# Heat loss of a cube insulated on four sides.

I'm looking for a way to make sense of this. A cube, perfectly insulated on four sides is heated to an initial temperature of 100C. The two non-insulated sides will be the top and the bottom of the cube. We place the cube on a plate which maintains a temperature of 0C. The loss of heat through the top is given, and we are left to solve a pretty standard PDE.

Here's the issue. I'm saying the insulated sides correspond to the BCs of the $$X(x)$$ and $$Y(y)$$ functions after separation. When I go to compute the Fourier coefficients I end up with 0! The entire problem collapses.
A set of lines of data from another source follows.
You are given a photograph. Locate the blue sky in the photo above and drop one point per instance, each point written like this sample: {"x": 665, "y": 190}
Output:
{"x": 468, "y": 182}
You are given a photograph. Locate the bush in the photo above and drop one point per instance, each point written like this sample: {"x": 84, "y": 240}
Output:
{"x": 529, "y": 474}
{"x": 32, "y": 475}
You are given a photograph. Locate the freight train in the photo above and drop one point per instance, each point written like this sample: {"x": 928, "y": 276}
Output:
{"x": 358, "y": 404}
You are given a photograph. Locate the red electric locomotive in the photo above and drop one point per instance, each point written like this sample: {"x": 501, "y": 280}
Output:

I've never encountered a problem where this happens... Am I just supposed to say the eigenvalues must be 0? I'm not sure if this physically makes sense, but would this just be equivalent to an infinite number of thin rods, implying that solution is independent of $$x$$ and $$y$$ values?

Assume a unit cube $$-1/2 < x < 1/2$$, $$-1/2 < y < -1/2$$ and $$0 \le z \le 1$$. The heat equation is $$u_t = k^2\nabla^2u$$ The bottom is at held at $$T=0$$: $$u(t,x,y,0)=0.$$ The heat dissipation on the top surface is specified: $$u_{z}(t,x,y,1)=C(x,y).$$ The four sides are insulated: $$u_x(t,-1/2,y,z)=u_{x}(t,1/2,y,z)=0 \\ u_y(t,x,-1/2,z)=u_{y}(t,x,1/2,z)=0$$ I don't believe this has a $$0$$ solution.